# Not been in for a while...



## KateXXXXXX (Aug 13, 2011)

It's been a bit mad round here!  Himself had a couple of 'interesting' hypos, with which the GMNT was a huge help and support to his Dear Old Ma.    He also did good stuff when I tried kneecapping myself while also attempting to chop the tops of two fingers!  Very reassuring and professional.  It could have been nasty, but resulted only in some serious bruising, which was annoying and painful but has caused no permanent damage.  I'll be more careful and less stupid next time I argue with a folding picnic table!

The GMNT has been alternating pixel murdering with taking a run most days...  He's not losing weight, but he has changed shape a bit!  Tomorrow he's off to annual camp with the cadets.  I look forward to some peace and quiet!

He went to a friends 18th birthday party last weekend, texting us close to midnight to say he wasn't coming home, he'd stop over and come home in the morning...  He then walked home the five miles.  I asked him how he was.  He said he'd walked off the remains of any hangover he might have had, but it seems he's inherited the inability to get hangovers I inherited from my dad!  Useful!  And typical... 

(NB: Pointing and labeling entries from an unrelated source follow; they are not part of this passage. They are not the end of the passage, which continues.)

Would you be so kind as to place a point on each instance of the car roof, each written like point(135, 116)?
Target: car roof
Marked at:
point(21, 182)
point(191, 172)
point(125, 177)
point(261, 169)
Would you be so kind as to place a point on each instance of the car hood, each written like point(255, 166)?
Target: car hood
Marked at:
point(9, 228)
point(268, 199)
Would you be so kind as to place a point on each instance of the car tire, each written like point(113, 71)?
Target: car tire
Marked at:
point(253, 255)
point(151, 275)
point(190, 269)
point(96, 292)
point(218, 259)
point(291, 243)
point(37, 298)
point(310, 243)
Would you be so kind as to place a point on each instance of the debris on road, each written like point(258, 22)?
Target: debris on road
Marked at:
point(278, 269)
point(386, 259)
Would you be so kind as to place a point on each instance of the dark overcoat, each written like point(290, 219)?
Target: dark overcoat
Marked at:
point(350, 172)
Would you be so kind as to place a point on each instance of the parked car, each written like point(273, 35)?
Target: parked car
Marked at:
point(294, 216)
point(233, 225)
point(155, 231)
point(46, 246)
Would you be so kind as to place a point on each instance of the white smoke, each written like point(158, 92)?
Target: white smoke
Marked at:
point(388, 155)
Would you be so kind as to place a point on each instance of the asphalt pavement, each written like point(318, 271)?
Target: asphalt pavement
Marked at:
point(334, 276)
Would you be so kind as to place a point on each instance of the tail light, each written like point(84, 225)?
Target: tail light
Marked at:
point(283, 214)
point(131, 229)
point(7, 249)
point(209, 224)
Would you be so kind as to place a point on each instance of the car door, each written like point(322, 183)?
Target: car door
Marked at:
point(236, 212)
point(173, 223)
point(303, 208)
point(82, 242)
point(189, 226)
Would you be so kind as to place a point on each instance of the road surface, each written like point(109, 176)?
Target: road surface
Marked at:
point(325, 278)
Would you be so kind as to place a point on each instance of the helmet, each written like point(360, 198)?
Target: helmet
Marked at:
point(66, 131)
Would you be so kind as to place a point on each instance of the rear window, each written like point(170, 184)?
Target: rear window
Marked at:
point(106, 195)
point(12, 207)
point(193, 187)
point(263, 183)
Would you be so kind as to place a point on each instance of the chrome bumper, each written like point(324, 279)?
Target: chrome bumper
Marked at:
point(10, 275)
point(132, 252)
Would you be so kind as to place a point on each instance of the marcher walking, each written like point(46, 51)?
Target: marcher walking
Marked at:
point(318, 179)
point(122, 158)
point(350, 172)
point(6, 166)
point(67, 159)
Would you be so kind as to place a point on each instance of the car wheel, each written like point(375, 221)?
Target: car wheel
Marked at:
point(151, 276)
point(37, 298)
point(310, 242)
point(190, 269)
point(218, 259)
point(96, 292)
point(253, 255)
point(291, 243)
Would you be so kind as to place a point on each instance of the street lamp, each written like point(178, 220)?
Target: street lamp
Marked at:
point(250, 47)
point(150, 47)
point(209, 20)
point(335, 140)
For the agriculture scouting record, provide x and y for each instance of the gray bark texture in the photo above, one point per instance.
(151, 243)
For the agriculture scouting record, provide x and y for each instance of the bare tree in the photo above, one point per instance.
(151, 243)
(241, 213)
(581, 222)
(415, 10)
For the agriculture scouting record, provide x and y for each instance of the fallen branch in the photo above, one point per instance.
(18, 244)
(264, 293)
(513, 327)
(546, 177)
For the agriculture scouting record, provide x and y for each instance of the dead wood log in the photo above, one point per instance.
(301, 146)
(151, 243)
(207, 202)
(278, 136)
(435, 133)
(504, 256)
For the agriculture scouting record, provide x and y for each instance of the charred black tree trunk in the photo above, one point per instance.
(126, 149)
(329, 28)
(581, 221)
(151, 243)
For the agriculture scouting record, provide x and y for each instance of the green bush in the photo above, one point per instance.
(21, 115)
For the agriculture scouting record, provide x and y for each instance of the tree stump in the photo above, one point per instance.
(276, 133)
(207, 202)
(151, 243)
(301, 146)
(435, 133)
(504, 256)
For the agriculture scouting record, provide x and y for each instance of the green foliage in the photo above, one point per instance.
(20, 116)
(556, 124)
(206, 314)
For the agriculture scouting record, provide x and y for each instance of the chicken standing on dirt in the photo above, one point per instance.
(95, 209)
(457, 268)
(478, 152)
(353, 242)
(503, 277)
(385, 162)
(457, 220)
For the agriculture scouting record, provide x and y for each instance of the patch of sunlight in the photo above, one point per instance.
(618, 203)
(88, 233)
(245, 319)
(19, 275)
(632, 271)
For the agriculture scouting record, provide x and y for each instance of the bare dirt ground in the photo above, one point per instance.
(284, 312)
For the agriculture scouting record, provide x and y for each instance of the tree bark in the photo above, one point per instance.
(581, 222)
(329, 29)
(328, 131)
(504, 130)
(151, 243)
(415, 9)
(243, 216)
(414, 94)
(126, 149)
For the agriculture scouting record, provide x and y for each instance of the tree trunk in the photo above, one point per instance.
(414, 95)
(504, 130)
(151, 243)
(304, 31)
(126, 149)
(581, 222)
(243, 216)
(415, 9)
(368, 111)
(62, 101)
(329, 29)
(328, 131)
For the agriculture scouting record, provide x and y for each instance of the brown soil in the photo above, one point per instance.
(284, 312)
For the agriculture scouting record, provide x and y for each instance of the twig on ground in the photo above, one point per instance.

On asking if it was a good party, he said "I'll let you decide.  Suffice it to say that I woke up in a wheelbarrow!"  More echoes of my youth!  And the party after which Big Sis asked my mum why there was a funny man asleep behind the sofa...  Oh, well...  They grow up despite our best efforts!

The two survived a week without me when I went away to be in a Live Action Role Play event (camping and Big Frocks in a field close to Banbury!).  No doubt we'll all survive his fortnight away this time.  His packing has included all his testing and insulin kit, a goodly supply of glucose tabs and snacks, and egregious numbers of socks!  I must give him the blister kit...


----------



## Northerner (Aug 13, 2011)

Hope all goes well for him (and you!) Kate, it sounds like he's got a good handle on things  Good to hear that he's out running too!


----------



## Pumper_Sue (Aug 13, 2011)

Nice to see you again Kate. Wow life sure has been interesting in your household 
Mind you I can think of better ways to get out of doing the housework, than trying to chop off your  finger tips 
Hope GMNT enjoys his camp. Has he been provided with snorkel and swiming gear, it's a tad wet down here?


----------



## KateXXXXXX (Aug 13, 2011)

My sewing partner and I were LARPing, so insane frockage was happening.  There will be more before we go again in September...

The fingers did not get me out of either housework or sewing!  Luckily, the fingers have fully recovered.

T'lad did take his swimming shorts.  Not sure he need a mask and flippers as he can do 33m under water no bother!


----------



## Steff (Aug 13, 2011)

Hi Kate lovely to see you back posting, hope all goes well hun x


----------